Senate Limits Student Aid Cuts

Harvard to Save $1.2M Annually in Tax, Grace Period for Student Loans Spared

In last-minute concessions to insure passage of its balanced-budget bill--and in response to massive student protest--the Republican leadership in the Senate agreed yesterday to eliminate over $5 billion in proposed cuts to federal student loans.

Student leaders and school administrators said they were encouraged by the Senate action, but were quick to note that no such concessions have been made across the Capitol. The House of Representatives yesterday passed a balanced-budget bill, which still includes severe cuts in federal aid.

"This is very good news," Vice-President for Government, Community, and Public Affairs James H. Rowe Ill '73 said. "We have more hurdles to overcome in the next few weeks."

The Senate is expected to vote on its modified balanced-budget bill today. Both Houses will then conference before sending a final bill to President Bill Clinton, who has threatened a veto.

According to a statement released by Rowe yesterday, total cuts to the student loan program by the Senate are now less than $5 billion. Original proposals outlined cuts of over $10 billion.


The Senate's amended bill, which passed by a 99-0 vote, eliminates the institutional tax on colleges, which would have cost Harvard $1.2 million annually.

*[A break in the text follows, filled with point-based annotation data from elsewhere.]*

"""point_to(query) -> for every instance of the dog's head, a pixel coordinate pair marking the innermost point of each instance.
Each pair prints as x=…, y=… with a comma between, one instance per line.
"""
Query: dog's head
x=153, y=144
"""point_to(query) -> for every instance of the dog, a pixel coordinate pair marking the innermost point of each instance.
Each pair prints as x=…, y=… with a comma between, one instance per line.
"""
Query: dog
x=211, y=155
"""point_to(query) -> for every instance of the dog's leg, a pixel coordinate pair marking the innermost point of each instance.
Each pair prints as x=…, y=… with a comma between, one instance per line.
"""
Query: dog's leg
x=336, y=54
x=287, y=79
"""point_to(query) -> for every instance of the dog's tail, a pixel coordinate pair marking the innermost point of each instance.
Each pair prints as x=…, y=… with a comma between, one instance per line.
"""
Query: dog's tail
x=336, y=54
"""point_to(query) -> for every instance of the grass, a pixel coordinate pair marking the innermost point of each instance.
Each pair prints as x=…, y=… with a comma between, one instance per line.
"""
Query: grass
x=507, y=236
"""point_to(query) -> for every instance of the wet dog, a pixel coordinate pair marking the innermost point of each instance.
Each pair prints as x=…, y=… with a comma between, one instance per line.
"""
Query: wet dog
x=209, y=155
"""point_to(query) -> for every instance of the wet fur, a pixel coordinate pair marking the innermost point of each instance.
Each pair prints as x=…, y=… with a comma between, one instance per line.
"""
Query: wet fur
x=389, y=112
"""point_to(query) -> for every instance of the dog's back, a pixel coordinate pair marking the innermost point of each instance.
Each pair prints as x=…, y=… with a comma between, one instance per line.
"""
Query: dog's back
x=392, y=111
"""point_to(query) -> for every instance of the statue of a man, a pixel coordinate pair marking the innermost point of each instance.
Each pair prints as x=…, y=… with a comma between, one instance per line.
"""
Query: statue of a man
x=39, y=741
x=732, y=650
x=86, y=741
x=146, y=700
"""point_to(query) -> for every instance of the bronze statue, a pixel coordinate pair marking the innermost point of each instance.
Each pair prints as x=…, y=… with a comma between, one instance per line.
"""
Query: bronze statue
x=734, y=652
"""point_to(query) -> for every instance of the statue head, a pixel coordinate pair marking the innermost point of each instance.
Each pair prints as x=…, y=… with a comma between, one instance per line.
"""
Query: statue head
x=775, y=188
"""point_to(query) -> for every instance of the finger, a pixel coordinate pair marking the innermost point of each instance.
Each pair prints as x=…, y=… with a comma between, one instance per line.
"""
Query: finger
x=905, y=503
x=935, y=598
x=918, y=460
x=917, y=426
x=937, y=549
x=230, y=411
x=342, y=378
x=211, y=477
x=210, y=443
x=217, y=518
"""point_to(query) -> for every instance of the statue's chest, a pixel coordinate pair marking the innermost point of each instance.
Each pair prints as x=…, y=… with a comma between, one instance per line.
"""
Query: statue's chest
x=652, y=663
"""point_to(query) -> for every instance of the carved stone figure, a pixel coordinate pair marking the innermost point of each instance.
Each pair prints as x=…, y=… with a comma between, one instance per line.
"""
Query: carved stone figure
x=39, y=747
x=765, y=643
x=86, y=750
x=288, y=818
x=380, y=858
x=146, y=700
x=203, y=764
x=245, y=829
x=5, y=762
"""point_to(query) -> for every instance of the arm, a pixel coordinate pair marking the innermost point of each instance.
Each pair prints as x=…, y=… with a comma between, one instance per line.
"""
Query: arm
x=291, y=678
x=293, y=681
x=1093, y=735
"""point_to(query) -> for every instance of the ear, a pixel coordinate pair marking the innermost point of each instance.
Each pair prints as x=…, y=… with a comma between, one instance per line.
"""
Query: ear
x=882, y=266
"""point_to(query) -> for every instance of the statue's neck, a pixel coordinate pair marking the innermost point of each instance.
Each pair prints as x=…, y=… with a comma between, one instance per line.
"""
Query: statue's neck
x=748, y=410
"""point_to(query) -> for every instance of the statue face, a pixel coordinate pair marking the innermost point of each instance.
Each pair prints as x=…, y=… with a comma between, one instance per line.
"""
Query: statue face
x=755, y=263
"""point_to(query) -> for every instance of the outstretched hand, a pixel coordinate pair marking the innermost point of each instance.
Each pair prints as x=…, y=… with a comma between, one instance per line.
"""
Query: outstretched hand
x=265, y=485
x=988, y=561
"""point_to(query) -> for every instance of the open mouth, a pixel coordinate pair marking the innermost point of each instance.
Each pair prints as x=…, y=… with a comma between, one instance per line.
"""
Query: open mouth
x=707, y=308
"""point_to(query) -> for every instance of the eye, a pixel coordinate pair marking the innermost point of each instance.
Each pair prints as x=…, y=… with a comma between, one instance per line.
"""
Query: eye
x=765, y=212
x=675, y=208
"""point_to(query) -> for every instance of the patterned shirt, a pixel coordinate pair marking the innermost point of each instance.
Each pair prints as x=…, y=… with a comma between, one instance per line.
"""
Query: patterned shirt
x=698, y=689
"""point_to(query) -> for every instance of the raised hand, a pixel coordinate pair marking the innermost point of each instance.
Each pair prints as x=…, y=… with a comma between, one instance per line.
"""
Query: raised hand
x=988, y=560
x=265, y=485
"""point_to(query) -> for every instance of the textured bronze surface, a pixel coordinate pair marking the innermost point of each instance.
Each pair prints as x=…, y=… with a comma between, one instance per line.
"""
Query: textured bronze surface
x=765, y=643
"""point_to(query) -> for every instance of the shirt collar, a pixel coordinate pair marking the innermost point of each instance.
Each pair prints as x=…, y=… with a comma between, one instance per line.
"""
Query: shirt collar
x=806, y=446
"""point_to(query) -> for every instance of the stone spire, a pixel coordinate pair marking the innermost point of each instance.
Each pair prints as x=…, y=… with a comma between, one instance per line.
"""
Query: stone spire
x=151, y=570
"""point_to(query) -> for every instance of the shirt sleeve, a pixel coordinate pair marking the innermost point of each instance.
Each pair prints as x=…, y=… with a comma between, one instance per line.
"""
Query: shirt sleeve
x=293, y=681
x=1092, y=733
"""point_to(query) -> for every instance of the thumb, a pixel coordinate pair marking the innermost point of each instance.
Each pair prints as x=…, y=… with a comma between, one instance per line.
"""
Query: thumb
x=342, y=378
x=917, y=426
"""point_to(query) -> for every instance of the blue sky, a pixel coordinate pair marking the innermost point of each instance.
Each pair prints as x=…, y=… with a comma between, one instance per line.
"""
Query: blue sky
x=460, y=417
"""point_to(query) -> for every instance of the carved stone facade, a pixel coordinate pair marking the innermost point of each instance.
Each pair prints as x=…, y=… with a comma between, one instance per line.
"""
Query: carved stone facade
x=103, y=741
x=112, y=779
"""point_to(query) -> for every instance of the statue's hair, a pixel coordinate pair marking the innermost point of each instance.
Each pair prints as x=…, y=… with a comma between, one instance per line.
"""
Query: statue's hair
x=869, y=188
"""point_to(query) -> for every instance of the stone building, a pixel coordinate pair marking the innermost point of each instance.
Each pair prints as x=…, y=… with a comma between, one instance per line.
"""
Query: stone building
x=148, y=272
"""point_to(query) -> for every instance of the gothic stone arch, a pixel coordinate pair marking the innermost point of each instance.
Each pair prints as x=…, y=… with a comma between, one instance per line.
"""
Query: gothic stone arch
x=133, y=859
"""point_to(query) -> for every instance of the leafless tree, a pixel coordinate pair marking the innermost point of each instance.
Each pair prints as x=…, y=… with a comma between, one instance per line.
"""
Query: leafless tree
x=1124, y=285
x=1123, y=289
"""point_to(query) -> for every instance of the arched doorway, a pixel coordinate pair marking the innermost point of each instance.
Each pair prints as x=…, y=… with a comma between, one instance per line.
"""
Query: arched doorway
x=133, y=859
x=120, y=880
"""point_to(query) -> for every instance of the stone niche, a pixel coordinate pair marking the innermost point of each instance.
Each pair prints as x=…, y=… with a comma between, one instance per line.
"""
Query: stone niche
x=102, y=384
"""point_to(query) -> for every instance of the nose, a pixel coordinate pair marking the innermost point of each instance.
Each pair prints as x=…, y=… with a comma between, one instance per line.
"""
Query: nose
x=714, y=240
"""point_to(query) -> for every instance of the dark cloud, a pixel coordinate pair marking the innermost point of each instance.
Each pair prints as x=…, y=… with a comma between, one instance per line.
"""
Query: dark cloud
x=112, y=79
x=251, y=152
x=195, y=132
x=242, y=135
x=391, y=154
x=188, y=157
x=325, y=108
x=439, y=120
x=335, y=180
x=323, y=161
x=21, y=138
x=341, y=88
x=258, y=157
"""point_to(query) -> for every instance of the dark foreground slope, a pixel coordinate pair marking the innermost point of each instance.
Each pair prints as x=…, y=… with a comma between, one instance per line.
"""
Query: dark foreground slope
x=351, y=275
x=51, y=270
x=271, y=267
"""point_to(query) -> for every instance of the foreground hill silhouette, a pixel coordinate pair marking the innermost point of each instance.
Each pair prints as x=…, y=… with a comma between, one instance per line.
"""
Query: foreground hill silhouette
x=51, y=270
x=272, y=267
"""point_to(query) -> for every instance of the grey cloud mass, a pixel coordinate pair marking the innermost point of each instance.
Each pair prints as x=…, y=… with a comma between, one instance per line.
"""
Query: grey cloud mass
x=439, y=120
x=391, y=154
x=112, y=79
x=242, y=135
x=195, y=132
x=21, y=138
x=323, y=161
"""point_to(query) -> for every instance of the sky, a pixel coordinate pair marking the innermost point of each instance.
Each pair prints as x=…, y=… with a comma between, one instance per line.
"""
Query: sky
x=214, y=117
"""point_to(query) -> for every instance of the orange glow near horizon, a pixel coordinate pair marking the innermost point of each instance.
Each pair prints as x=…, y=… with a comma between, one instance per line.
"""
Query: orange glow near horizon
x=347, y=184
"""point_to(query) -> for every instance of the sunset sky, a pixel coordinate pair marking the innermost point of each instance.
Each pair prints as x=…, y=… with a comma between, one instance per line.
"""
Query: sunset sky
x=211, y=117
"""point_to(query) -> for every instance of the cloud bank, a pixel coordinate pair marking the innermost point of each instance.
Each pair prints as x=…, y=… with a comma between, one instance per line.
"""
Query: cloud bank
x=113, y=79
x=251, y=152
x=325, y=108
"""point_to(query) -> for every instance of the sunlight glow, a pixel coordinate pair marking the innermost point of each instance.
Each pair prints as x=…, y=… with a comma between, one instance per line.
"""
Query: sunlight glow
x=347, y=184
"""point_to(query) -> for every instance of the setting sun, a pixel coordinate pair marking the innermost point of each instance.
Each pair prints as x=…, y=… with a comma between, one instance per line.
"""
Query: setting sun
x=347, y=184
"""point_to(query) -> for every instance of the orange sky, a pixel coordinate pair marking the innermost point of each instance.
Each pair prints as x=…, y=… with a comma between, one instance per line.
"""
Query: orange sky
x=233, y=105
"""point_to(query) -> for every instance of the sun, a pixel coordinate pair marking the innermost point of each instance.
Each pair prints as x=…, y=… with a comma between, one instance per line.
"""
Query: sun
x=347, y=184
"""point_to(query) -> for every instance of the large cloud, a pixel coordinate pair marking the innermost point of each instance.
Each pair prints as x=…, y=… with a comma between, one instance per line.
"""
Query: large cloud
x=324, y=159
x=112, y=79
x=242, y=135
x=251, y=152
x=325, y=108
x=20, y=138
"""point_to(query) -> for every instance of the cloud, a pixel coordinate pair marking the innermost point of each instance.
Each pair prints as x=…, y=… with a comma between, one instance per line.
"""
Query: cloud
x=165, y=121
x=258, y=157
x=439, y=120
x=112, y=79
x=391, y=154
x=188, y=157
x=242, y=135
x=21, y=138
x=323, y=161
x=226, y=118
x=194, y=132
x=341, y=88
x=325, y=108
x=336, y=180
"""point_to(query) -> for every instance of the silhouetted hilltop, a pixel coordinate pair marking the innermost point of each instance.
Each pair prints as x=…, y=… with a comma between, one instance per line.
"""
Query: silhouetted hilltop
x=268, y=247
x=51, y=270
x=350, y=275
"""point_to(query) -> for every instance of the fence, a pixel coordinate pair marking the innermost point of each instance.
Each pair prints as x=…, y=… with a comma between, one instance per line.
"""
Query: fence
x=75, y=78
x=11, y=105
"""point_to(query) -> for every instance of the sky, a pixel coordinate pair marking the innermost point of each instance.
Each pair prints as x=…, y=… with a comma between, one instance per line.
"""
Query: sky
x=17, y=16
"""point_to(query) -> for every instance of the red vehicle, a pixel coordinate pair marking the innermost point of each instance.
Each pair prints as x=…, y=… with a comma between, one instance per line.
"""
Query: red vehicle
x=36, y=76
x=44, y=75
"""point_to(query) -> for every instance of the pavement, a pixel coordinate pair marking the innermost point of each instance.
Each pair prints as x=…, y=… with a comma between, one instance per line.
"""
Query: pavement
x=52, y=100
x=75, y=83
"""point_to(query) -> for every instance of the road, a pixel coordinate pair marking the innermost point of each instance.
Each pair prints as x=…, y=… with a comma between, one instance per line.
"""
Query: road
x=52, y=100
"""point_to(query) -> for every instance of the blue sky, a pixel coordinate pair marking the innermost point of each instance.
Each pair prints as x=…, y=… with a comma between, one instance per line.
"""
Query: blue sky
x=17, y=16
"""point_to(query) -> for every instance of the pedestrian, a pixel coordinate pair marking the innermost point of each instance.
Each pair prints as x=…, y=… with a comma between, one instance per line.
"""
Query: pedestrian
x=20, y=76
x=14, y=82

Director of Undergraduate Financial Aid James S. Miller said last night that he was excited to see the Senate reverse direction.

"I'm gratified, certainly," Miller said. "We've been very concerned. This outcome certainly gives us some hope."

Also eliminated from the Senate bill was the proposed interest rate increase in the PLUS loan program for parents. And the full grace period interest exemption for students after they graduate was restored.

"We will now work to have the Senate position prevail in conference over the House proposal, in which the grace period is eliminated and the parent loan interest rate increases remain," said Rowe in his statement.

The Senate bill still includes a cut in direct loan lending, which could force some schools to look elsewhere for financial aid funding. The House has proposed to eliminate this program completely.

Rowe's statement said the Senate's sudden reversal came after "continued pressure from colleges and students."

And that pressure will continue. On Tuesday, students from across the state plan to protest the proposed cuts at the Boston statehouse.

The 11:00 a.m. rally has been endorsed by several student organizations. Taking a rare stand on a political issue, the Undergraduate Council has endorsed the rally and allocated $100 to promote the event on campus.

Eric D. Albert '98, treasurer of the Progressive Action Network (PAN), which is helping to mobilize students at Harvard for the event, said he expects no plans for the rally to change in light of the Senate's recent move.

"It's fantastic, but we need to do more to get the House in line with the Senate," Albert said. "The Senate has moved forward for students--that's a good thing. But the House version is still the same."